For example, if an A-device is referenced directly to the ground, you don't need to connect the unused inputs to the 8th pin, they can be left floating. Tying them up to the 8th pin is done internally (i.e. the gate does not act like a real-life case with floating inputs).

Another one is that behavioural if() expressions introduce discontinuities around the jump and may cause, more often than not, timestep too small errors, or similar. You could use a bi source, instead of a bv, which allows internal parasitics Rpar/Cpar, which give you a time constant which smooths out a bit the sharp transition. The better solution is to use an A-device, which is far superior both in terms of convergence and runtime (the builtin parameters allow for many tweaks).

These said, here is a version of a resettable integrator:

test

A1 and A2 form the integrator, driven by the complementary clocks generated by A4. The tau is neded to allow for smooth rise/fall times whose trigger points for the two S&Hs fall after the trigger point of the input signal. This can be done with setting ref in the S&H, but this way is clearer and also affects both S&Hs at once. A2 receives the output of A1 on its inverting input, so that the output can go back into A1's inverting input, creating the needed positive feedback for an integrator. A3 is a mota (multiplying OTA) that takes care of the reset function (active low). The reset signal should be strictly 0 V or 1 V, since A3 is a multiplier. If the external signal is not with these limits, it can be adjusted by either an A-device gate, or by the u(), or buf() (or inverting inv()) functions.

A few things to notice: LTspice's S&H has a default upper/lower limit of +/-10 V, which don't act as hard limits, rather they attenuate by a factor of 1000 (or so) everything going beyond the limits.
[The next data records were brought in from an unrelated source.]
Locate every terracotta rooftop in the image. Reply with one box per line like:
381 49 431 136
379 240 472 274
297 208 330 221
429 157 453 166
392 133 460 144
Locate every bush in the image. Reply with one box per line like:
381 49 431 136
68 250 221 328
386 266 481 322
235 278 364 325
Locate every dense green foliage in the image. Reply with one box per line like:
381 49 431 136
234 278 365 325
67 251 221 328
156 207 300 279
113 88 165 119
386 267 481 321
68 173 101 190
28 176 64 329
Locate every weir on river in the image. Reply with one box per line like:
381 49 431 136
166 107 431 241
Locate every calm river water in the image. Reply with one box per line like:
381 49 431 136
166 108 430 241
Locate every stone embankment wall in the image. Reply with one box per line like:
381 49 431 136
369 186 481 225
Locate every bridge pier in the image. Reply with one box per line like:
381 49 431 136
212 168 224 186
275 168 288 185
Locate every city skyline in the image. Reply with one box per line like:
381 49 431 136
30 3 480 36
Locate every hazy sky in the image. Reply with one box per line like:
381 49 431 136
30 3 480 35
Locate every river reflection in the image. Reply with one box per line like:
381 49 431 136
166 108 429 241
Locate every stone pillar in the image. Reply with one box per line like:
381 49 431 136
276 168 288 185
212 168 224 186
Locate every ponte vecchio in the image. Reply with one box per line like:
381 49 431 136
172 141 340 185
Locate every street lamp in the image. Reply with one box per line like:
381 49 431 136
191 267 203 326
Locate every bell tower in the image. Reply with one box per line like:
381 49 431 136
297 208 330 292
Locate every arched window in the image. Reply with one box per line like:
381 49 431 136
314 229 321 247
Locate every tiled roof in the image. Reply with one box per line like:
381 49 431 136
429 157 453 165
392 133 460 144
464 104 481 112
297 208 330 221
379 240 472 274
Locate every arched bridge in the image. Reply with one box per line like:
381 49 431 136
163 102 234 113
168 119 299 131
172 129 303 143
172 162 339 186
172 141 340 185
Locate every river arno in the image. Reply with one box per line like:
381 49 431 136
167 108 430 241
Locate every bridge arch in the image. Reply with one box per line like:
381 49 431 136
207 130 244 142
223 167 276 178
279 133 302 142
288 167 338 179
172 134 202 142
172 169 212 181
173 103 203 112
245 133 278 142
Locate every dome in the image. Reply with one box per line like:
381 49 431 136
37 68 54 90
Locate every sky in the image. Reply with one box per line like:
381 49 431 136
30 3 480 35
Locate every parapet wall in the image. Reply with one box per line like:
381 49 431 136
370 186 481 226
This means that a 1001 V input and a limit of vhigh=1 will result in a 2 V output, not 1 V. The 2nd S&H has vlow set, because it's in an inverting configuration. A3 has the linear flag, which makes its output to vary linearly until vhigh/vlow, after which, similar to its S&H cousin (both A-devices), it does not hard-limit the output, rather it attenuates by a factor of around 2 (same link as for the S&H). Lastly, the output starts from 1, since it's considered that a trigger can only come after a pulse, but if this behaviour is not wanted, add a current source of 1 mA at the output, drawing current to the ground. This, combined with the default output resistance for the S&H A-devices of 1 kOhm (an exception to the rest of the A-devices, can be changed by setting rout), creates a -1 V voltage that is subtracted from the output.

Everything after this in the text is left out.